Seems like just yesterday that voices were saying that the Dow was going to 5 000. United States President Barack Obama's big rescue plan was too small, and internationally coordinated fiscal stimuli were too uncoordinated to be of any use.
Then Citigroup said it had been profitable for the first two months of the year and hallelulah, the market raced upwards. There have been other, small signs that the worst may be in the past, notably the fact this week that new homes under construction in the United States increased for the first time after seven consecutive months of falling.
Federal Bank chairperson Ben Bernanke, taking an uncharacteristically high profile, has also been saying that the recession will end this year and that the economy will begin to recover in 2010. He cautioned that there would be no recovery without first stabilising the financial system. "We're working on it. And I do think we will get it stabilised."
But there is no shortage of analysts who say that stabilisation will be achieved only once housing prices in the United States have returned to their pre-bubble, long-term sustainable average.
These analysts point to a study by Yale economist Robert Shiller, which tracks the inflation-adjusted value of US homes back to 1890. The recent housing boom saw prices increase by 83% since 1987. The meltdown has seen these prices fall by more than 25%, but they still need to fall a further 20% to reach the average price, which this market has sustained since the 1950s.
Another way to think about the prospects of recovery is last week's US wealth data.

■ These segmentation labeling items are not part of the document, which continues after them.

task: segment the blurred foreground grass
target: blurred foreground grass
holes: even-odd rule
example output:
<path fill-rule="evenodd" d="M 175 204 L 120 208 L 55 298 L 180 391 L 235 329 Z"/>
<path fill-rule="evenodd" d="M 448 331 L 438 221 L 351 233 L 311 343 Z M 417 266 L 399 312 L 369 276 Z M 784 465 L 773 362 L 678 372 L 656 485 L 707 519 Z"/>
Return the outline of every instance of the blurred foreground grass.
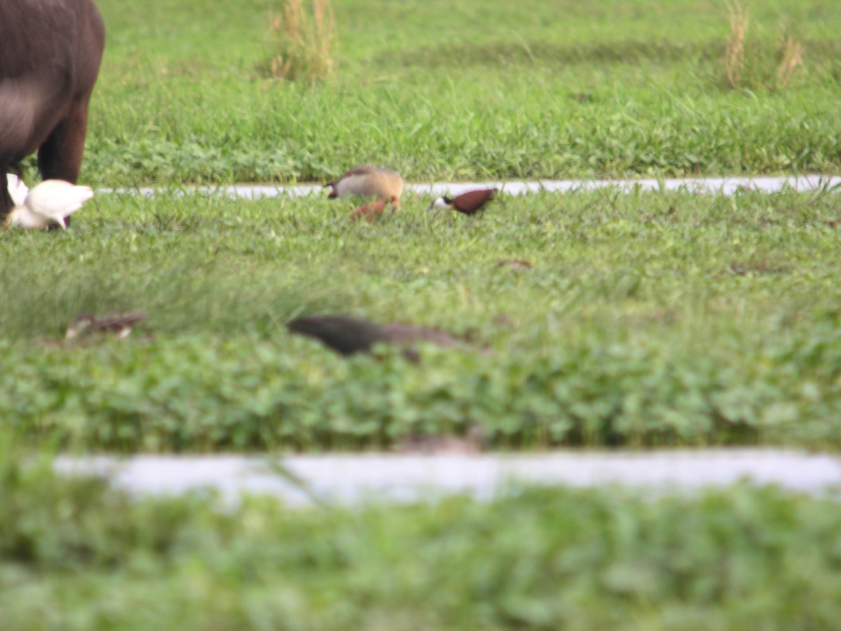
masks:
<path fill-rule="evenodd" d="M 526 490 L 288 510 L 130 500 L 0 446 L 0 620 L 33 629 L 833 629 L 841 506 Z"/>
<path fill-rule="evenodd" d="M 67 233 L 7 233 L 3 424 L 126 451 L 381 448 L 474 422 L 497 447 L 841 444 L 836 194 L 427 204 L 371 225 L 317 197 L 103 195 Z M 77 313 L 124 310 L 149 312 L 129 340 L 60 342 Z M 473 342 L 346 359 L 287 333 L 311 313 Z"/>

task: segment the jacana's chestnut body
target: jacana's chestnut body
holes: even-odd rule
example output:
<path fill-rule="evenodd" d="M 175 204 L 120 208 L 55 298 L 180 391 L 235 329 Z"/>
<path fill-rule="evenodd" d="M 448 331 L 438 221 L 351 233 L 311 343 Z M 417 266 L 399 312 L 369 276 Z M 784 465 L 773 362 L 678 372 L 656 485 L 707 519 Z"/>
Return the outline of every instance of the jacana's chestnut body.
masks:
<path fill-rule="evenodd" d="M 468 191 L 455 197 L 439 197 L 432 202 L 430 209 L 442 208 L 458 210 L 464 215 L 475 215 L 484 208 L 484 204 L 496 197 L 496 188 L 483 188 Z"/>

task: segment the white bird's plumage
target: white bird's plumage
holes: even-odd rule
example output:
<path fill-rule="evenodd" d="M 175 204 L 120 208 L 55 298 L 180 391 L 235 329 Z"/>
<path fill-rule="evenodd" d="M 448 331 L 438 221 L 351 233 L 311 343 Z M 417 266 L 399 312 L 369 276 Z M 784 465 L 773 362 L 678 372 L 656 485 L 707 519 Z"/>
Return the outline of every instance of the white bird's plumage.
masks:
<path fill-rule="evenodd" d="M 6 220 L 7 227 L 20 225 L 45 230 L 50 223 L 56 223 L 66 230 L 64 218 L 82 208 L 92 197 L 93 189 L 89 186 L 77 186 L 64 180 L 44 180 L 32 188 L 24 204 L 12 209 Z"/>
<path fill-rule="evenodd" d="M 15 206 L 23 206 L 29 188 L 14 173 L 6 173 L 6 182 L 8 187 L 8 194 L 12 197 L 12 204 Z"/>

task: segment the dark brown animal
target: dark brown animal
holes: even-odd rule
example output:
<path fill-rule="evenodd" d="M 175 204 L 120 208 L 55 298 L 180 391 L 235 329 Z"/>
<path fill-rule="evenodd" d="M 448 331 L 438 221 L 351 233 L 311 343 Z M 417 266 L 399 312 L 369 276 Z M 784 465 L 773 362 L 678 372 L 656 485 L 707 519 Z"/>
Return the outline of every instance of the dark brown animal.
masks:
<path fill-rule="evenodd" d="M 91 0 L 0 0 L 0 175 L 38 151 L 43 179 L 76 183 L 104 46 Z M 0 220 L 13 205 L 0 186 Z"/>
<path fill-rule="evenodd" d="M 374 344 L 384 342 L 411 346 L 429 342 L 442 347 L 452 347 L 460 340 L 435 329 L 406 324 L 379 325 L 348 316 L 309 316 L 289 321 L 289 331 L 320 340 L 342 355 L 370 353 Z M 410 348 L 404 351 L 406 358 L 417 361 L 417 353 Z"/>
<path fill-rule="evenodd" d="M 433 208 L 458 210 L 464 215 L 475 215 L 479 210 L 484 211 L 484 204 L 496 197 L 496 188 L 484 188 L 478 191 L 468 191 L 455 197 L 439 197 L 430 205 Z"/>
<path fill-rule="evenodd" d="M 0 0 L 2 2 L 3 0 Z M 136 313 L 118 313 L 113 316 L 105 316 L 102 318 L 95 318 L 89 313 L 82 313 L 73 319 L 72 323 L 67 327 L 65 338 L 71 340 L 82 333 L 112 333 L 119 339 L 127 337 L 131 333 L 131 329 L 135 324 L 145 318 L 145 311 Z"/>

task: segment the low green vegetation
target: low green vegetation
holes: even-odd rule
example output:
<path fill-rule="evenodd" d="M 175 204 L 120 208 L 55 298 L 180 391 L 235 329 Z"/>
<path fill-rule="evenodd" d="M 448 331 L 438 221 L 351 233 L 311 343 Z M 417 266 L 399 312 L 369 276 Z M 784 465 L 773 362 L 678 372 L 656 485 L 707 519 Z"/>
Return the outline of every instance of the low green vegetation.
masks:
<path fill-rule="evenodd" d="M 735 88 L 717 0 L 333 0 L 334 72 L 315 83 L 267 71 L 280 0 L 98 4 L 87 183 L 325 181 L 368 162 L 413 181 L 841 164 L 834 0 L 746 3 Z"/>
<path fill-rule="evenodd" d="M 837 501 L 735 486 L 643 499 L 290 511 L 130 498 L 0 454 L 4 631 L 834 629 Z"/>
<path fill-rule="evenodd" d="M 324 197 L 101 195 L 0 250 L 0 417 L 82 448 L 841 445 L 834 193 L 503 195 L 370 225 Z M 531 263 L 512 264 L 514 260 Z M 80 312 L 148 312 L 62 342 Z M 431 326 L 462 349 L 341 358 L 299 315 Z"/>

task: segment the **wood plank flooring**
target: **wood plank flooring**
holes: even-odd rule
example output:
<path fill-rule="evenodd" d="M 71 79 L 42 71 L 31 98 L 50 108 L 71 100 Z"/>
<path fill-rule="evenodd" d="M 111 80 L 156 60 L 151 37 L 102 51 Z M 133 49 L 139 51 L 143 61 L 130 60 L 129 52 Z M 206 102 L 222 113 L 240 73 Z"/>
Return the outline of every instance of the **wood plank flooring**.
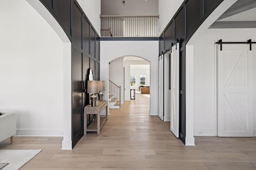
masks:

Americans lost a collective $12.7-trillion last year.
"This is the largest decline in US household asset values ever recorded over a 12-month period," says Stanlib's Kevin Lings.
US household assets were still an impressive $65.7-trillion at the end of last year, he says, although he expects losses since then to be about $2-trillion.
Lings says that US household debt amounted to $14.2-trillion at the end of 2008. This is mostly in home mortgages (74% of total) and consumer credit (18%).